Workers at the Towson Town Center Apple hold their new union T-shirts on June 18, 2022, after their store employees decided to join the International Association of Machinists Union.

President Joe Biden praised Apple Store workers who voted to form the company’s first union over the weekend.

“I’m proud of them,” Biden told reporters. “Workers have a right to determine under what conditions they’re going to work or not. I think the thing that everybody misunderstands about unions — they tend to be, especially in the trades, the best workers in the world.”

He added that “everybody’s better off, including a final product,” when workers are unionized. The International Association of Machinists and Aerospace Workers (IAM), which now represents the workers, thanked the president for his words.

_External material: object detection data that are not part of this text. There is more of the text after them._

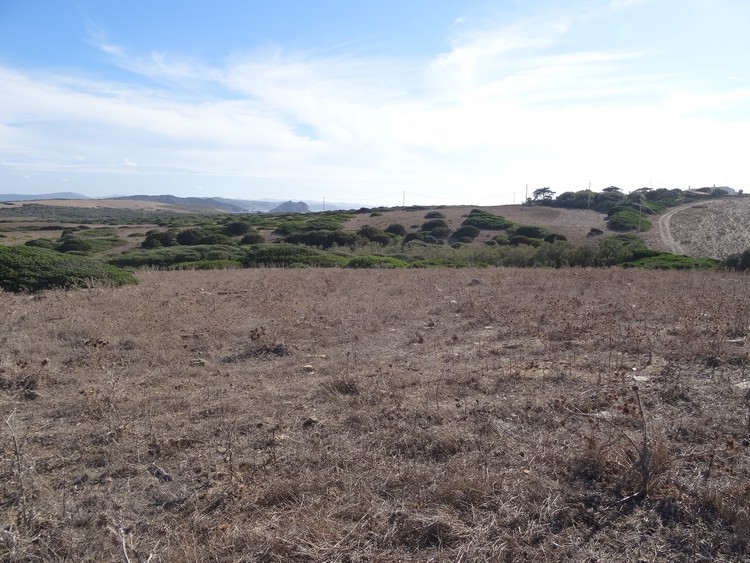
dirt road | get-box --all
[656,203,695,254]
[643,196,750,260]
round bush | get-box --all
[57,237,93,252]
[451,225,482,239]
[240,231,266,244]
[385,223,406,237]
[421,219,448,231]
[346,255,409,268]
[430,227,451,238]
[0,246,138,292]
[197,235,237,245]
[176,229,203,246]
[221,221,250,237]
[242,243,348,268]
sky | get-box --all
[0,0,750,206]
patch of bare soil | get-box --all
[346,205,607,244]
[1,199,184,213]
[0,269,750,562]
[644,196,750,259]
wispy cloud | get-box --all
[0,0,750,203]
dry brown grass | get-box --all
[643,196,750,260]
[0,269,750,562]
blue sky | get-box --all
[0,0,750,205]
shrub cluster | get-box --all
[0,246,137,292]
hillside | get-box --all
[346,205,607,244]
[643,197,750,259]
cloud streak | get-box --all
[0,0,750,204]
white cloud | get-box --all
[0,0,750,203]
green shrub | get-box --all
[284,230,363,248]
[221,221,250,237]
[462,209,514,231]
[24,238,57,250]
[175,229,204,246]
[242,243,348,268]
[195,234,237,246]
[451,225,482,239]
[0,246,137,292]
[56,236,94,252]
[420,219,449,232]
[169,260,241,270]
[109,245,245,268]
[385,223,406,237]
[492,233,510,246]
[240,231,266,244]
[430,227,451,239]
[141,231,179,248]
[513,225,550,239]
[346,255,409,268]
[508,235,529,246]
[607,209,651,232]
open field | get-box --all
[0,269,750,562]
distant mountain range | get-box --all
[0,192,91,201]
[0,192,361,213]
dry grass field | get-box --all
[0,269,750,563]
[345,205,607,244]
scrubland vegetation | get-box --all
[0,268,750,562]
[4,198,744,290]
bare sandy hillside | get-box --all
[346,205,607,244]
[5,199,191,213]
[644,197,750,259]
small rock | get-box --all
[302,418,318,428]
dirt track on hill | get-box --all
[644,196,750,259]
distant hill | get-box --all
[270,201,310,213]
[107,195,361,213]
[0,192,91,201]
[106,195,247,213]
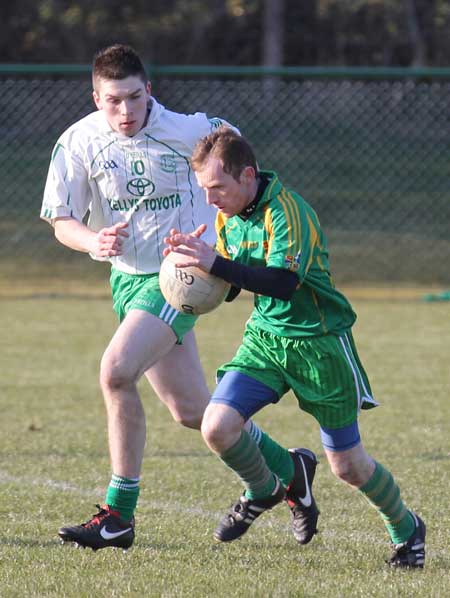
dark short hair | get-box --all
[92,44,148,88]
[191,126,258,181]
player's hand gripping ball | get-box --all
[159,252,231,315]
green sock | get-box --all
[105,474,139,521]
[220,430,276,499]
[359,463,415,544]
[248,421,295,488]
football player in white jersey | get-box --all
[41,44,317,550]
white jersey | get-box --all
[41,98,234,274]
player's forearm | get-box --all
[210,255,299,301]
[53,218,96,253]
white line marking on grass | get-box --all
[0,471,386,545]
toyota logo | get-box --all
[127,177,155,197]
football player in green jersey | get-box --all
[165,128,425,568]
[41,44,318,550]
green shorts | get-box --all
[109,268,198,343]
[217,323,378,429]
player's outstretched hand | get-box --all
[163,224,217,272]
[93,222,129,257]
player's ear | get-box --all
[92,89,102,110]
[240,166,256,185]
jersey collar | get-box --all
[238,170,281,220]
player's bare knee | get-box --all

Apple workers in Towson, Maryland, voted by a nearly 2-to-1 margin to unionize on Saturday, despite what workers say was a ferocious anti-union campaign waged by the company. Union busting moves came “every day, all day,” Towson workers said. Workers unionizing with the Communications Workers of America in separate Apple Store locations have also faced union busting, according to complaints by the union.

The win for the Apple employees adds to a growing number of unionizing campaigns at major nationwide companies like Amazon, Target, Trader Joe’s and Starbucks — and, in many cases, winning. Starbucks workers have voted to unionize roughly 160 stores so far.

Apple Store workers may be following that model soon. The company has over 270 brick-and-mortar locations in the U.S., and employees at over two dozen stores have already reached out to organizers about forming unions at their own stores in recent days.

The success of these campaigns over the past year or so is especially remarkable considering that unions and unionizing workers still have few protections against anti-union companies. Federal labor laws are notoriously lax, with few punishments for union busting companies even when they break the law.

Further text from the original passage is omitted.